International

Former Colombian leader sentenced to 40 years

A court in Colombia has sentenced Salvatore Mancuso, a notorious former paramilitary leader, to 40 years in prison for atrocities against indigenous communities in the northeastern province of La Guajira. He was sentenced to 40 years in prison for serious crimes including murder, enforced disappearance and displacement between 2002 and 2006, The Guardian reported.
The special tribunal set up to try the country’s armed conflict found Mancuso directly responsible for 117 crimes committed by fighters under his command in La Guajira. However, the court said that Mancuso’s sentence could be reduced to eight years if he actively cooperated in the investigation of the truth and in the compensation and rehabilitation of victims.

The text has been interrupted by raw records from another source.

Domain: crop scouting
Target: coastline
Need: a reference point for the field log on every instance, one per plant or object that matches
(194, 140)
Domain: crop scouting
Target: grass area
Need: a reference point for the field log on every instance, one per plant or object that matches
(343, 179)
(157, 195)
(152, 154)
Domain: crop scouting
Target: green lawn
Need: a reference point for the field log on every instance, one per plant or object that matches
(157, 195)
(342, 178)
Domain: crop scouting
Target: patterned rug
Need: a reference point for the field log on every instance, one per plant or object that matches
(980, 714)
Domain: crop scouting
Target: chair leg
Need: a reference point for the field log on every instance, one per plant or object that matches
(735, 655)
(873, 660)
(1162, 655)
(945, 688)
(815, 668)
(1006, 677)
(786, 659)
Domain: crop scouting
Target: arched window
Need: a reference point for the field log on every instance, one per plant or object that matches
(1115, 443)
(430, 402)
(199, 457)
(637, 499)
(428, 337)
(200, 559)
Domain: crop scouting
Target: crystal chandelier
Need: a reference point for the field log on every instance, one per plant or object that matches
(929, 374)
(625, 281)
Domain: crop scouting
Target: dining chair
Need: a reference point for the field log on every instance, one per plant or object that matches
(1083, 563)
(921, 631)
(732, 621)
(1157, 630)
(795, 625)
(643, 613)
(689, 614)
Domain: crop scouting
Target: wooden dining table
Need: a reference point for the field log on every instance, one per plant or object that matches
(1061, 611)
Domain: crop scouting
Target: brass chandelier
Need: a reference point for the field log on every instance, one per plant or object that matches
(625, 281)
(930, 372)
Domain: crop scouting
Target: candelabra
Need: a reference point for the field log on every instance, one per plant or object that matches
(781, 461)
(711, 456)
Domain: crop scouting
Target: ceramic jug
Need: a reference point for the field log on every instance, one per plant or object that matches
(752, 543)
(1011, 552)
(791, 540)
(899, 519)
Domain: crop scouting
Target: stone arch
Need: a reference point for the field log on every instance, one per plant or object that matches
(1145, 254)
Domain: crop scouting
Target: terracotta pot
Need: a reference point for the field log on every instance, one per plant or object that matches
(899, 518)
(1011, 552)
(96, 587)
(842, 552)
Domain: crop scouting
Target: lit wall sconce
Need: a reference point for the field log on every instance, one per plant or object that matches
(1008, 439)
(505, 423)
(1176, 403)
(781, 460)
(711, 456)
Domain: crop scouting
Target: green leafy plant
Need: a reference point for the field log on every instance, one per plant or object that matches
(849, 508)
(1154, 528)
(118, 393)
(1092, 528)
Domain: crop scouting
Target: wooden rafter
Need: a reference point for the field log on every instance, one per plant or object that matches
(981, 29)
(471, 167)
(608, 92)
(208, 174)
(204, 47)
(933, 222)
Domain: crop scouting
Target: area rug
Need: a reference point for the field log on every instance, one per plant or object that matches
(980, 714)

Salvatore Mancuso, 61, was one of the top commanders of Colombia’s far-right paramilitary group, the United Self-Defense Forces (AUC), in the late 1990s. The group established a reign of terror by colluding with drug traffickers and some of the country’s business and military-political elites to suppress leftist rebels. Although their primary goal was to suppress the rebels, the AUC is accused of killing hundreds of innocent villagers and indigenous people. According to a 2022 Truth Commission report, 450,000 people died in Colombia’s internal armed conflict between 1985 and 2018.